Kogan died of a heart attack in the city of Mytishchi, while travelling by train between Moscow and Yaroslavl to a concert he was to perform with his son. Two days before, he had played the Beethoven Violin Concerto in Vienna. He was buried in Novodevichy Cemetery.

Many speculate that Kogan played on all steel strings, though there is not an outright confirmation. While his close associates indicate he played on gut strings except for a steel 'e' string, it is most likely that he used different combinations over the course of his career.

==Instruments==
Kogan used two Guarneri del Gesù violins: the 1726 ex-Colin and the 1733 ex-Burmester. He used French bows by Dominique Peccatte. Kogan never actually owned these instruments; they were provided on loan from the Soviet government. Today, they are worth more than US$4 million.

==Recordings==
Kogan formed a trio with pianist Emil Gilels and cellist Mstislav Rostropovich. Their recordings include Beethoven's Archduke Trio, the Schumann D minor, the Tchaikovsky, the Saint-Saëns, the Horn Trio by Brahms with Yakov Shapiro (horn), and the Fauré C minor Quartet with Rudolf Barshai (viola). Kogan later formed another trio with conductor Yevgeny Svetlanov (piano) and Fyodor Luzanov (cello). Kogan was the first Soviet violinist to play and record Berg's Violin Concerto. He also made a famous recording of Khachaturian's Violin Concerto with Pierre Monteux and the Boston Symphony Orchestra for RCA Victor (his American debut recording), a version still considered the most exciting reading of the work. Kogan recorded violin concerti by other Soviet composers, including the two by Tikhon Khrennikov. With Karl Richter, Kogan recorded J. S. Bach's six Violin Sonatas in 1972.

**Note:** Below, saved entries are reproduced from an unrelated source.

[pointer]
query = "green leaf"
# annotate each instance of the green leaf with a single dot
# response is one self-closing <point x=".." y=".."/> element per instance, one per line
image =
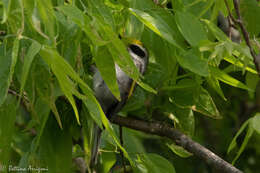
<point x="233" y="143"/>
<point x="250" y="12"/>
<point x="219" y="34"/>
<point x="46" y="12"/>
<point x="238" y="63"/>
<point x="222" y="76"/>
<point x="249" y="133"/>
<point x="106" y="67"/>
<point x="256" y="123"/>
<point x="251" y="81"/>
<point x="190" y="27"/>
<point x="7" y="74"/>
<point x="214" y="83"/>
<point x="56" y="147"/>
<point x="158" y="25"/>
<point x="192" y="61"/>
<point x="206" y="105"/>
<point x="108" y="159"/>
<point x="184" y="93"/>
<point x="6" y="10"/>
<point x="7" y="121"/>
<point x="63" y="71"/>
<point x="155" y="163"/>
<point x="33" y="50"/>
<point x="110" y="39"/>
<point x="183" y="119"/>
<point x="84" y="22"/>
<point x="43" y="111"/>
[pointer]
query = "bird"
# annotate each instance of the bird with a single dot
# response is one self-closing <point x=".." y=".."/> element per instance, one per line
<point x="109" y="103"/>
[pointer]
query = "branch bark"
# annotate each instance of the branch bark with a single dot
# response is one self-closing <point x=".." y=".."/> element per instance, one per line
<point x="165" y="130"/>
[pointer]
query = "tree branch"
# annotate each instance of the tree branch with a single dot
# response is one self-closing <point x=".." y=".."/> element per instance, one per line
<point x="245" y="34"/>
<point x="180" y="139"/>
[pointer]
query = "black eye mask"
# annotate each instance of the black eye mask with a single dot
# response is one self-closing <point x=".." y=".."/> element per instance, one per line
<point x="137" y="50"/>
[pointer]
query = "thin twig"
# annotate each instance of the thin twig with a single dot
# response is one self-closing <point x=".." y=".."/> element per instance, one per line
<point x="180" y="139"/>
<point x="122" y="144"/>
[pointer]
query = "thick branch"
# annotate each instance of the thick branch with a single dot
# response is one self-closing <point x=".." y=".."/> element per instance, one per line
<point x="179" y="138"/>
<point x="245" y="34"/>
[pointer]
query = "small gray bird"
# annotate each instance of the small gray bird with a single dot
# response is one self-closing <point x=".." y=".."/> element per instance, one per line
<point x="107" y="100"/>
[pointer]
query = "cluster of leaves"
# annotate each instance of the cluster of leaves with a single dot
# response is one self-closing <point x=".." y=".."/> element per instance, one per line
<point x="46" y="52"/>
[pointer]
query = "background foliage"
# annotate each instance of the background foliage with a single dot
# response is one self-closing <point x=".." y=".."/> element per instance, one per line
<point x="198" y="80"/>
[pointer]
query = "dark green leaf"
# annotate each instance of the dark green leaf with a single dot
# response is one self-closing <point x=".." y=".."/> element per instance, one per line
<point x="206" y="105"/>
<point x="190" y="27"/>
<point x="192" y="61"/>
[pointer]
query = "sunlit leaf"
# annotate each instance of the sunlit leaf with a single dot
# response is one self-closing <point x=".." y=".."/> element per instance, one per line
<point x="190" y="27"/>
<point x="222" y="76"/>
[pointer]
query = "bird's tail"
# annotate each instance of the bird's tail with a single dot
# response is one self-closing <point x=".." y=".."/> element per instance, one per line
<point x="95" y="145"/>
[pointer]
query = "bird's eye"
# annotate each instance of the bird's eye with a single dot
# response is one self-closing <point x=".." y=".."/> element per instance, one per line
<point x="137" y="50"/>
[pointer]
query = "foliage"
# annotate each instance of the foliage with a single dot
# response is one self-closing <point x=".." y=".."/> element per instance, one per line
<point x="47" y="106"/>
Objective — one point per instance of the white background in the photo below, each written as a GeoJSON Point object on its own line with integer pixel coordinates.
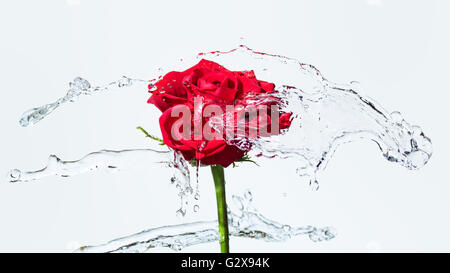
{"type": "Point", "coordinates": [397, 50]}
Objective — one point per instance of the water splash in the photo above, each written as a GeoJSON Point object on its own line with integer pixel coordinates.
{"type": "Point", "coordinates": [244, 222]}
{"type": "Point", "coordinates": [109, 160]}
{"type": "Point", "coordinates": [78, 87]}
{"type": "Point", "coordinates": [326, 115]}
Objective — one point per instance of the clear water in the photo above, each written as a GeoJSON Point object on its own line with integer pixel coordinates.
{"type": "Point", "coordinates": [327, 115]}
{"type": "Point", "coordinates": [244, 221]}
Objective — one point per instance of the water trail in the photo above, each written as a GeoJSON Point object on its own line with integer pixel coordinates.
{"type": "Point", "coordinates": [78, 87]}
{"type": "Point", "coordinates": [244, 221]}
{"type": "Point", "coordinates": [110, 160]}
{"type": "Point", "coordinates": [326, 115]}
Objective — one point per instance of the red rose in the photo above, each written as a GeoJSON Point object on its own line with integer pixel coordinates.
{"type": "Point", "coordinates": [177, 94]}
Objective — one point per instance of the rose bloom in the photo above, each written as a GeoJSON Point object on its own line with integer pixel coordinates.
{"type": "Point", "coordinates": [213, 85]}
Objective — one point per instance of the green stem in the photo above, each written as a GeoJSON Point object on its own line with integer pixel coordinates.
{"type": "Point", "coordinates": [219, 182]}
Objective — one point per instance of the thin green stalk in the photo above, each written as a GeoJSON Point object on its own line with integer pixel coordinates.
{"type": "Point", "coordinates": [219, 183]}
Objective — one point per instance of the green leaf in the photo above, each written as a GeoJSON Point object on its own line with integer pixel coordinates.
{"type": "Point", "coordinates": [161, 142]}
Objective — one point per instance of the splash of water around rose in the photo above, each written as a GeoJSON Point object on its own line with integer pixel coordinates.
{"type": "Point", "coordinates": [244, 222]}
{"type": "Point", "coordinates": [77, 88]}
{"type": "Point", "coordinates": [327, 115]}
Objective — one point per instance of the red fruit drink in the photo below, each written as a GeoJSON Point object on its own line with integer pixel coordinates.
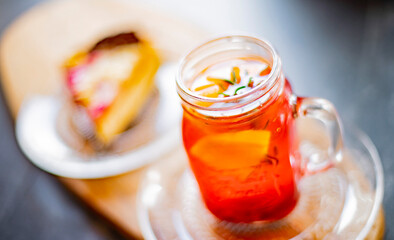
{"type": "Point", "coordinates": [244, 162]}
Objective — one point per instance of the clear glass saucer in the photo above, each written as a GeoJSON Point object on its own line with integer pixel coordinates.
{"type": "Point", "coordinates": [341, 203]}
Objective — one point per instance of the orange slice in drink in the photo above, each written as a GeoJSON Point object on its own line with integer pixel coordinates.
{"type": "Point", "coordinates": [234, 150]}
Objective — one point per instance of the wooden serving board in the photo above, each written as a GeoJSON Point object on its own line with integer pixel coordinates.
{"type": "Point", "coordinates": [34, 48]}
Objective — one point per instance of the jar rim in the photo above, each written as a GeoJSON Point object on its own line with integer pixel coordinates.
{"type": "Point", "coordinates": [188, 96]}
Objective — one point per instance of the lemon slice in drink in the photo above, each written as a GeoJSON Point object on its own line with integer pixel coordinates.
{"type": "Point", "coordinates": [234, 150]}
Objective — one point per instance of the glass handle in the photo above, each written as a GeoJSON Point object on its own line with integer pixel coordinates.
{"type": "Point", "coordinates": [318, 159]}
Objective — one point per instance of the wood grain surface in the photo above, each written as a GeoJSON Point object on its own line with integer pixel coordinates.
{"type": "Point", "coordinates": [34, 48]}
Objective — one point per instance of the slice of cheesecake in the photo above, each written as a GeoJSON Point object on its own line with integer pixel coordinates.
{"type": "Point", "coordinates": [112, 82]}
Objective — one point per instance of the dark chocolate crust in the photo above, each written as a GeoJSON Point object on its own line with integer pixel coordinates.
{"type": "Point", "coordinates": [116, 40]}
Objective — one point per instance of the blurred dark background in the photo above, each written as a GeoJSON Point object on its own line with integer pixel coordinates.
{"type": "Point", "coordinates": [339, 50]}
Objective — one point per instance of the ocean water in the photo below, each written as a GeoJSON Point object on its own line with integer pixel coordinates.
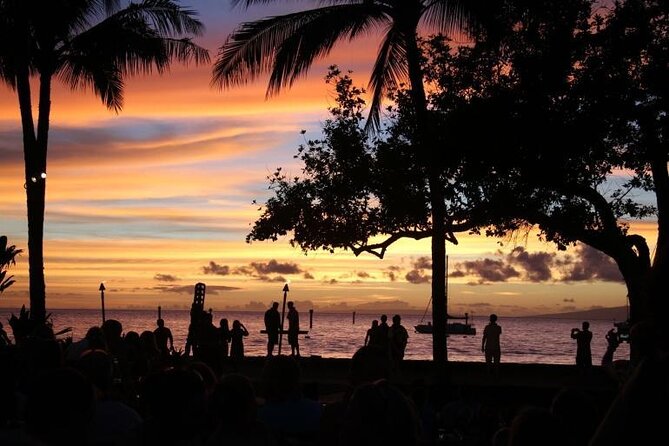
{"type": "Point", "coordinates": [335, 335]}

There are more than 30 albums of his performances on the Arlecchino label. In 2006, EMI France issued a 4-CD box set ("Les Introuvables de Leonid Kogan") containing his concerto recordings for that label, all digitally remastered the same year.

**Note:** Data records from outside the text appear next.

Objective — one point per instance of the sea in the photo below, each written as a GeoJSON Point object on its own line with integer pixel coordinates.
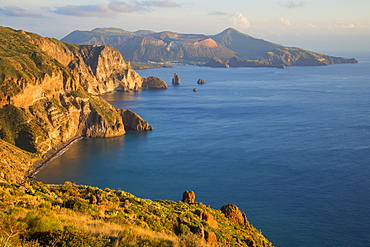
{"type": "Point", "coordinates": [290, 147]}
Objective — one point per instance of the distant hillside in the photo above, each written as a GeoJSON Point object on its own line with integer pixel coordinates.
{"type": "Point", "coordinates": [48, 99]}
{"type": "Point", "coordinates": [230, 48]}
{"type": "Point", "coordinates": [245, 46]}
{"type": "Point", "coordinates": [144, 46]}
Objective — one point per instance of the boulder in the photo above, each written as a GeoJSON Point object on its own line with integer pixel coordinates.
{"type": "Point", "coordinates": [188, 197]}
{"type": "Point", "coordinates": [133, 121]}
{"type": "Point", "coordinates": [207, 217]}
{"type": "Point", "coordinates": [175, 79]}
{"type": "Point", "coordinates": [154, 82]}
{"type": "Point", "coordinates": [200, 81]}
{"type": "Point", "coordinates": [233, 213]}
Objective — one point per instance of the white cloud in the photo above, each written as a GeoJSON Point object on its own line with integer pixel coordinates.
{"type": "Point", "coordinates": [113, 7]}
{"type": "Point", "coordinates": [239, 21]}
{"type": "Point", "coordinates": [292, 4]}
{"type": "Point", "coordinates": [351, 25]}
{"type": "Point", "coordinates": [17, 12]}
{"type": "Point", "coordinates": [285, 21]}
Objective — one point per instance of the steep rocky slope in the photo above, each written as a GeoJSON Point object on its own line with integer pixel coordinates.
{"type": "Point", "coordinates": [48, 92]}
{"type": "Point", "coordinates": [231, 47]}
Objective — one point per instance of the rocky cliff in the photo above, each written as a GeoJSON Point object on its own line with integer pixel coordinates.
{"type": "Point", "coordinates": [234, 48]}
{"type": "Point", "coordinates": [48, 92]}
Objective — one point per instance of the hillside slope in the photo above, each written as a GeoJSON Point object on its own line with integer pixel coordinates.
{"type": "Point", "coordinates": [172, 47]}
{"type": "Point", "coordinates": [48, 93]}
{"type": "Point", "coordinates": [76, 215]}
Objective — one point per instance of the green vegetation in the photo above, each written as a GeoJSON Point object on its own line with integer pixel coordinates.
{"type": "Point", "coordinates": [18, 128]}
{"type": "Point", "coordinates": [58, 215]}
{"type": "Point", "coordinates": [40, 113]}
{"type": "Point", "coordinates": [21, 58]}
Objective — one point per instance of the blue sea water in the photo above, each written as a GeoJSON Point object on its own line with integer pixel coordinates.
{"type": "Point", "coordinates": [290, 147]}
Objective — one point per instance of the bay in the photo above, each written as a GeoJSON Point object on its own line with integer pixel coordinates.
{"type": "Point", "coordinates": [290, 147]}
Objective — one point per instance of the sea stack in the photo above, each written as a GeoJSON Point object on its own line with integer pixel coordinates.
{"type": "Point", "coordinates": [200, 81]}
{"type": "Point", "coordinates": [176, 79]}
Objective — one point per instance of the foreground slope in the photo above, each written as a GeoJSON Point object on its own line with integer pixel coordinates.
{"type": "Point", "coordinates": [48, 99]}
{"type": "Point", "coordinates": [75, 215]}
{"type": "Point", "coordinates": [229, 48]}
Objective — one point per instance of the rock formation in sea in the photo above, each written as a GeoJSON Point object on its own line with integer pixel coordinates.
{"type": "Point", "coordinates": [175, 79]}
{"type": "Point", "coordinates": [133, 121]}
{"type": "Point", "coordinates": [48, 92]}
{"type": "Point", "coordinates": [154, 83]}
{"type": "Point", "coordinates": [200, 81]}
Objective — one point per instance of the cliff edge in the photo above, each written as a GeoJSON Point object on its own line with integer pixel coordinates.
{"type": "Point", "coordinates": [48, 94]}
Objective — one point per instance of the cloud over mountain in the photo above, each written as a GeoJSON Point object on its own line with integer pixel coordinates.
{"type": "Point", "coordinates": [292, 4]}
{"type": "Point", "coordinates": [113, 7]}
{"type": "Point", "coordinates": [239, 21]}
{"type": "Point", "coordinates": [15, 11]}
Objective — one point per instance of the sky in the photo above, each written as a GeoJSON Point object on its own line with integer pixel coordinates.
{"type": "Point", "coordinates": [317, 25]}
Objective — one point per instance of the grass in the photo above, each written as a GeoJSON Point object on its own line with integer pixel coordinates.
{"type": "Point", "coordinates": [56, 215]}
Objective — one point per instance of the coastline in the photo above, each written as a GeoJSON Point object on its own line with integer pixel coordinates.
{"type": "Point", "coordinates": [40, 164]}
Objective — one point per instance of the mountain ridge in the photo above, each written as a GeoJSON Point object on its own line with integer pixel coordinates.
{"type": "Point", "coordinates": [173, 47]}
{"type": "Point", "coordinates": [49, 98]}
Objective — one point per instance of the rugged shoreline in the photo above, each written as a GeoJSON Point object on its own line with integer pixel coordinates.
{"type": "Point", "coordinates": [40, 164]}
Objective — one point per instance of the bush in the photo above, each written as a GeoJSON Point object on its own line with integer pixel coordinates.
{"type": "Point", "coordinates": [68, 237]}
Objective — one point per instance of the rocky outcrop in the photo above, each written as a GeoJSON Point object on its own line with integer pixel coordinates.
{"type": "Point", "coordinates": [154, 83]}
{"type": "Point", "coordinates": [207, 217]}
{"type": "Point", "coordinates": [188, 197]}
{"type": "Point", "coordinates": [175, 79]}
{"type": "Point", "coordinates": [200, 81]}
{"type": "Point", "coordinates": [233, 213]}
{"type": "Point", "coordinates": [132, 121]}
{"type": "Point", "coordinates": [48, 90]}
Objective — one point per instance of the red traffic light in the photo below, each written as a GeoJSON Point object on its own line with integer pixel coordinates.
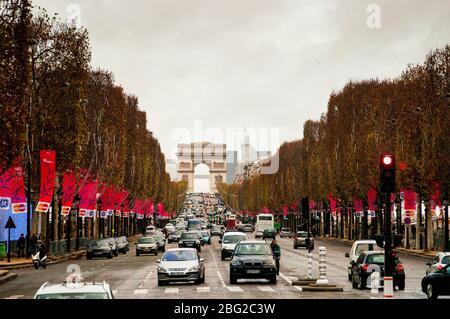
{"type": "Point", "coordinates": [387, 160]}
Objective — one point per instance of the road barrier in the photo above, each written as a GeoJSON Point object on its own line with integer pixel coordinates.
{"type": "Point", "coordinates": [322, 267]}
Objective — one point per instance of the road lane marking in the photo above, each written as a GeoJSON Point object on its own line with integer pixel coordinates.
{"type": "Point", "coordinates": [140, 291]}
{"type": "Point", "coordinates": [172, 290]}
{"type": "Point", "coordinates": [266, 289]}
{"type": "Point", "coordinates": [289, 281]}
{"type": "Point", "coordinates": [203, 289]}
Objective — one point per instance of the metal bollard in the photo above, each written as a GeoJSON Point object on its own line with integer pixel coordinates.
{"type": "Point", "coordinates": [322, 267]}
{"type": "Point", "coordinates": [309, 265]}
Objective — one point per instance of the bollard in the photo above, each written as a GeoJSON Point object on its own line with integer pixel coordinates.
{"type": "Point", "coordinates": [322, 267]}
{"type": "Point", "coordinates": [309, 265]}
{"type": "Point", "coordinates": [375, 280]}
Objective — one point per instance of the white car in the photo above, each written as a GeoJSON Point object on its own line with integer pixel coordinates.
{"type": "Point", "coordinates": [229, 241]}
{"type": "Point", "coordinates": [441, 260]}
{"type": "Point", "coordinates": [75, 290]}
{"type": "Point", "coordinates": [359, 246]}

The EMI Kogan recordings from 1950s and 1960s used to belong to Columbia, who released about five stereo recordings of Kogan in the vinyl record period: Beethoven Violin Concerto (SAX 2386), Brahms Violin Concerto (SAX 2307), Tchaikovsky Violin Concerto (SAX 2323), Lalo Symphonie espagnole (SAX 2329) and Leclair/Telemann/Ysaye Sonatas for duo Violins (SAX 2531). Nowadays, these Kogan records are among the most sought-after records for classical vinyl collectors. For example, the price of the Beethoven Violin Concerto (SAX2386) record soars up to 10,000 dollars in eBay auctions.